Noch größere Bedeutung aber hatte für uns, dass wir zum 1.1.2000 eine eigene kleine Geschäftsstelle anmieten konnten. Die Berge von Akten und Papieren, die in jeder Ecke der privaten Wohnung stapel- und kistenweise lagerten, können sich wohl nur Karin Hilmer und ich vorstellen, da wir über Jahre damit leben mussten. Wirklich entscheidend aber war, dass wir dort eine Bürokraft anstellen konnten, die eine regelmäßige Erreichbarkeit der Geschäftsstelle sicherstellen und viele Abläufe beschleunigen konnte. Heute kennt eigentlich jeder im Verein „unsere“ Frau Müller, die als gute Seele der Geschäftsstelle nicht mehr wegzudenken ist. Sie hat von Anfang an nie Dienst nach Vorschrift geleistet, sondern wurde so gar nicht selten „erwischt“, wenn sie irgendwelche dringende Arbeiten mal eben mit nach Hause nahm, weil man die „doch abends mal soeben nebenbei machen kann.“ Liebe Frau Müller, es ist einfach schön, Sie bei uns zu haben.

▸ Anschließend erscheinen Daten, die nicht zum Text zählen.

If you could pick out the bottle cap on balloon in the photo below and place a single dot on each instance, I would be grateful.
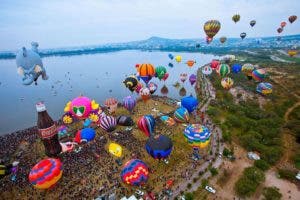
(40, 107)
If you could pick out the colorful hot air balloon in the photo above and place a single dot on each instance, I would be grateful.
(178, 58)
(264, 88)
(211, 28)
(131, 82)
(115, 149)
(108, 123)
(135, 172)
(226, 83)
(198, 136)
(193, 79)
(160, 72)
(236, 68)
(258, 74)
(214, 64)
(206, 70)
(223, 70)
(236, 18)
(129, 103)
(152, 87)
(146, 124)
(111, 104)
(183, 77)
(146, 72)
(190, 63)
(243, 35)
(282, 24)
(46, 173)
(145, 94)
(292, 18)
(181, 115)
(159, 146)
(252, 23)
(190, 103)
(223, 39)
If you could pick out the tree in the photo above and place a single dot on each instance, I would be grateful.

Nach einem Wasserschaden bekamen wir noch einen zweiten Büroraum und konnten dann Frau Obernier einstellen, die 13 Jahre unser Geschäftsstellenteam ergänzt und sich zur Fachkraft für den Wust von Anträgen und Verwendungsnachweisen entwickelt hat. 2006 ist Frau Strack zu uns gestoßen, die die Buchhaltung für den Verein führte, die bisher ehrenamtlich erfolgt war. Diese beiden Damen haben uns 2016 verlassen, um in den Ruhestand zu gehen oder eine volle Stelle an anderem Ort anzutreten. Wir danken beiden sehr für ihre gute Arbeit für den Verein. Die Nachfolgerin für Frau Obernier ist Frau Malangeri, die über die bisherigen Arbeiten hinaus auch die Homepage und den Schmetterling betreuen wird. Die Nachfolgerin für die Buchhaltung ist Frau Popal, die selbst LE-Patientin ist.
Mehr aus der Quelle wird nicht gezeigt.